From 1971 to the 1990s crisis, Sweden experienced a mash-up of Green New Deal extreme government spending and “Modern Monetary Theory” loose money and enormous deficits. Government spending rose to over 70 percent and deficits rose to over 10 percent of GDP, while inflation soared to double-digit rates.

Sweden has trod the ground U.S. progressives wish to cover, and the only gains came when the social democratic fantasy was unwound.

Douglas Carr / The Hill

Now, this is one of the lousiest pieces of history revisionism I’ve ever come across.

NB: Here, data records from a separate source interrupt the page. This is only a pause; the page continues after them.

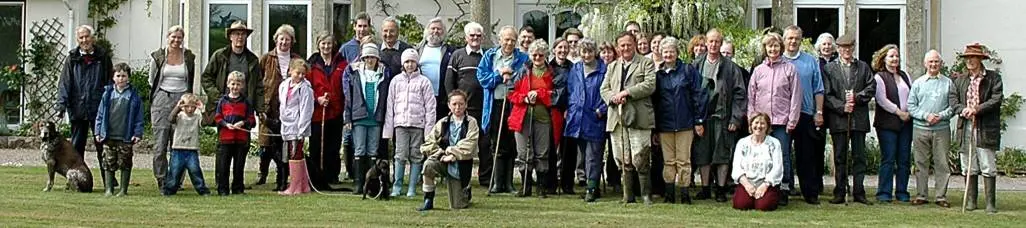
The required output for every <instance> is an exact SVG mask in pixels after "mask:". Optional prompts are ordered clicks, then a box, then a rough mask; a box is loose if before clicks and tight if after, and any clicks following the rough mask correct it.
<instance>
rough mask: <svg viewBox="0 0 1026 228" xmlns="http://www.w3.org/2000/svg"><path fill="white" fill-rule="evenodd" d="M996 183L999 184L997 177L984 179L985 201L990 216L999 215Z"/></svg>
mask: <svg viewBox="0 0 1026 228" xmlns="http://www.w3.org/2000/svg"><path fill="white" fill-rule="evenodd" d="M995 182H997V178H996V177H983V195H984V201H985V202H986V203H987V213H988V214H995V213H997V205H996V201H997V195H994V194H995V193H996V189H995V188H994V187H996V186H995V184H996V183H995Z"/></svg>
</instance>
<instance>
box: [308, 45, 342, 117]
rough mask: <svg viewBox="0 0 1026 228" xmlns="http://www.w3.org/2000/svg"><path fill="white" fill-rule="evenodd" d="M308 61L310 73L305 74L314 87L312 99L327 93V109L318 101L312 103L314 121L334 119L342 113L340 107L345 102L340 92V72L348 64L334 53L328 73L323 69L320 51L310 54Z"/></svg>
mask: <svg viewBox="0 0 1026 228" xmlns="http://www.w3.org/2000/svg"><path fill="white" fill-rule="evenodd" d="M307 62H309V63H310V73H308V74H307V80H309V81H310V84H311V85H312V86H313V88H314V100H315V101H316V99H317V98H320V97H321V96H324V93H327V97H328V103H327V104H328V105H327V110H324V107H321V105H320V103H317V102H315V103H314V117H313V121H314V122H320V121H323V120H324V119H328V120H330V119H336V118H338V117H339V116H341V115H342V107H344V106H345V105H346V104H344V103H343V101H346V100H345V99H344V98H343V97H344V94H343V92H342V74H343V72H345V71H346V66H348V65H349V63H348V62H346V60H345V58H343V56H342V55H338V54H336V55H334V56H333V58H331V63H330V66H329V67H330V68H332V69H331V74H330V75H328V73H327V71H325V70H324V66H325V65H324V64H325V63H324V59H323V58H321V55H320V53H314V54H313V55H310V59H309V60H308V61H307Z"/></svg>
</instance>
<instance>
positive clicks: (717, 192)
mask: <svg viewBox="0 0 1026 228" xmlns="http://www.w3.org/2000/svg"><path fill="white" fill-rule="evenodd" d="M716 201H717V202H725V201H726V187H725V186H719V187H716Z"/></svg>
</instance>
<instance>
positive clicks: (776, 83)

In Sweden, as in so many other countries, neoliberal ‘norm politics’ invaded the economy in the 80s and 90s. The mantra was that it was high time for Sweden to follow in the footsteps of Thatcher and Reagan. Deregulate the economy — especially the financial markets — and make the central bank independent, so that one could concentrate economic policies on inflation-targeting rather than on low unemployment​, then Sweden​ would prosper. As it turned out, that was far from what happened. Letting finance markets loose and at the same time keep a pegged currency turned out to be fatal. If anything, the Swedish experience shows what happens when politicians — both Social Democrats and Right-Wing — start to listen to neoliberal economists and their market fundamentalist dreams.

In Sweden​ today we have a Finance Minister — a Social Democrat — that still keeps on talking​​ about how necessary it is to balance the budget. ​And that in a situation​ where the deficit is at its lowest in 40 years and still falling!

The Swedish government’s penny pinching is nothing but insane and has absolutely nothing at all in common with MMT or progressive ideas on how to manage a prosperous​ economy​​.

What the Swedish experience shows is that a government’s ability to conduct an ‘optimal’ public debt policy may be negatively affected if public debt becomes too small. To guarantee a well-functioning secondary market in bonds it is essential that the government has access to a functioning market. If turnover and liquidity in the secondary market become too small, increased volatility and uncertainty will, in the long run, lead to an increase in borrowing costs. Ultimately there’s even a risk that market makers would disappear, leaving bond market trading to be operated solely through brokered deals. As a kind of precautionary measure against this eventuality, it may be argued – especially in times of financial turmoil and crises — that it is necessary to increase government borrowing and debt to ensure – in a longer run – good borrowing preparedness and a sustained (government) bond market.

No matter how much confidence you have in the policies pursued by authorities nowadays, it cannot turn bad austerity policies into good job creating policies. Austerity measures and overzealous and simple-minded fixation on monetary measures and inflation ​are not what it takes to get our limping economies out of their present-day limbo.

We are not going to get out of the present economic doldrums as long as we continue to be obsessed with the insane idea that austerity is the universal medicine. When an economy is already hanging on the ropes, you can’t just cut government spendings. Cutting government expenditures reduces aggregate demand. Lower aggregate demand means lower tax revenues. Lower tax revenues mean​ increased deficits — and calls for even more austerity. And so on, and so on …

1 Comment

  1. You did forget to mention that the socialist government in Sweden in the late 80s tried to spend itself out of recession. The propensity to consume for Swedes at the time was supposedly 102%. There was no austerity in the late 80s before the housing bubble burst.